Mankunku, McGregor, Brand.

Moeketsi, Moholo, Dyani.

Pukwana, Gwangwa, Coetzee.

Nkanuka, Ngcukana,

Mongezi Feza.

Just a few, to give you a taste. Don’t fret because you haven’t heard their records before. Say the names slowly, as you would recite a poem. Let the consonants roll languidly off your tongue and stretch your lips to pronounce each vowel, and you will already hear distant strains of music.

There are also photographs. Photographs by Basil Breaky, who documented the scene in Johannesburg and Cape Town just before its hottest players made their ways to Europe, leaving the cities to grow dark and silent. One picture: Abdullah Ibrahim, head bent over the keyboard of his piano, his arm stretched over into its gut, plucking its strings. Arched over, listening to some deeper music from the piano’s heart.”

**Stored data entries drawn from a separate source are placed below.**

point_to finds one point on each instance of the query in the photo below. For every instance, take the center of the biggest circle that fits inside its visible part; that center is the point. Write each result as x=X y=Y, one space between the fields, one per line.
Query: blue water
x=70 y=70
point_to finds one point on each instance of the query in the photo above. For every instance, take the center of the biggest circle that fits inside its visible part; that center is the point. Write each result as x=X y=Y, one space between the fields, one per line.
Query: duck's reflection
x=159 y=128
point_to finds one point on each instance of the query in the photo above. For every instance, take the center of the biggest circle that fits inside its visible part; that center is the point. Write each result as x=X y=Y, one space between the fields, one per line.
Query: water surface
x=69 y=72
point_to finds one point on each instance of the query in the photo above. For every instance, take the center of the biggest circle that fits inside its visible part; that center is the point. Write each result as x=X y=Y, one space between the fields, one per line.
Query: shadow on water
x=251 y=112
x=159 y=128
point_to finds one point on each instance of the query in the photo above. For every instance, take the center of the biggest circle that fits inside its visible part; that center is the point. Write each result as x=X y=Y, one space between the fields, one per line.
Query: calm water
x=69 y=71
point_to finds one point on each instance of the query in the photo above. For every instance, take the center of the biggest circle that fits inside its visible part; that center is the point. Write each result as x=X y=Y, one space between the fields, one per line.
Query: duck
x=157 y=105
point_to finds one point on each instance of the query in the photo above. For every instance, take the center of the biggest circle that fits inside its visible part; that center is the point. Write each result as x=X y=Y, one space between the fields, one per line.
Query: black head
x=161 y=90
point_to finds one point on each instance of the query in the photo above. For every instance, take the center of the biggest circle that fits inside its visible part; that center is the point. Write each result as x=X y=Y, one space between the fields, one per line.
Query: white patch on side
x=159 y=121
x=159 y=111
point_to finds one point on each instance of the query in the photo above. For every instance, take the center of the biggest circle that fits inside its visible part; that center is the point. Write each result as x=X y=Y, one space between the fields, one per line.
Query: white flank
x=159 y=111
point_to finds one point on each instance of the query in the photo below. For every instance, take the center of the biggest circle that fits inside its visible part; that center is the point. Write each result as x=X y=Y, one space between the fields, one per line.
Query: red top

Julian Jonker is a writer and cultural producer living in Cape Town. He is also a member of the Fong Kong Bantu Sound System, a DJ collective, and performs appropriationist sound as liberation chabalala. Basil Breakey is a photographer based in Cape Town. He is the author of the acclaimed Beyond The Blues – Township Jazz in the 60s and 70s.